Maximize time with guests and cut down on "day-of" stress by mixing batches of cocktails in pitchers ahead of time -- even the night before, says Tracy Memoli, the blogger behind Suite Savory. Looking for an easy crowd-pleaser? Her go-to is sangria, which can be made with inexpensive red or white wine.
Before making any holiday-event purchases, check around the house to see what items already are on hand. This way, money won't be wasted on duplicate necessities, such as table linens or a wine opener.
If any entertaining essentials are missing, don't run out immediately to buy them. Borrow from friends and family, says etiquette expert Diane Gottsman.

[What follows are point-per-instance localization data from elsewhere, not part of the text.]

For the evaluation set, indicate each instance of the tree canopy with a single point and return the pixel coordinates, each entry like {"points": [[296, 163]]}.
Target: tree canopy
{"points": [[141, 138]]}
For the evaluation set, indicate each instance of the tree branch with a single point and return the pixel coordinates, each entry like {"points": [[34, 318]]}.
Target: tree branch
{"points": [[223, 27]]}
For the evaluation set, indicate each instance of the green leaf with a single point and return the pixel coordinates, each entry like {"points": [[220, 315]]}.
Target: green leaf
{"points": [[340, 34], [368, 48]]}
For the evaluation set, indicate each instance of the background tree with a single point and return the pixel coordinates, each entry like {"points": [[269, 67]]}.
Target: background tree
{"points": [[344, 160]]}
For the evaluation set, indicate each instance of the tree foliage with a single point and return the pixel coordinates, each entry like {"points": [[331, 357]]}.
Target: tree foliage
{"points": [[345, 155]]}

The money saved by not buying the crowd-size serving bowl or pie server -- which may be used only once a year -- adds up.
Even novice hosts know that a dessert party is more time efficient and less expensive than a dinner party. Holly Clegg, creator of the Trim Terrific cookbook series, suggests serving a variety of small bites, such as brownies, cookies, bar cookies, and miniature cheesecakes. They're easy to prepare in advance (they freeze well) and make for a festive presentation.
If you have a spacious home, volunteer to host the holiday dinner as long as others bring the meal. Ask each guest to arrive with a dish, which saves the host time and money. Cleaning the house costs next to nothing, and decorating is fun. These two activities, even added together, are cheaper and less stressful than shopping for and cooking an entire meal.
Real Christmas trees may be romantic, but a high- quality artificial tree that can be reused every year also makes a statement, says Debora Balardini, co-founder of Punto Space, an event space in Manhattan. A one-time purchase eliminates the annual expense and hassle of disposal and ensures convenience for seasons to come.
Collect creative holiday ideas and keep them a surprise for guests with a secret Pinterest board, suggests Gifty Walker, events and design director of Joybird, a customized furniture workshop. Storing everything from recipes and gift ideas to DIY decorations in one spot also relieves worry about misplacing important information.
Holiday event planning can be overwhelming. Instead of trying to tackle everything at once, start by doing a little at time. Letting a home slowly take on a festive air means less stress and a chance to snag items when they go on sale.
As new items accumulate, remove the packaging and dispose in the trash or recycling bins. This saves time and energy, and ensures that everything is ready to go when the first guest rings the bell.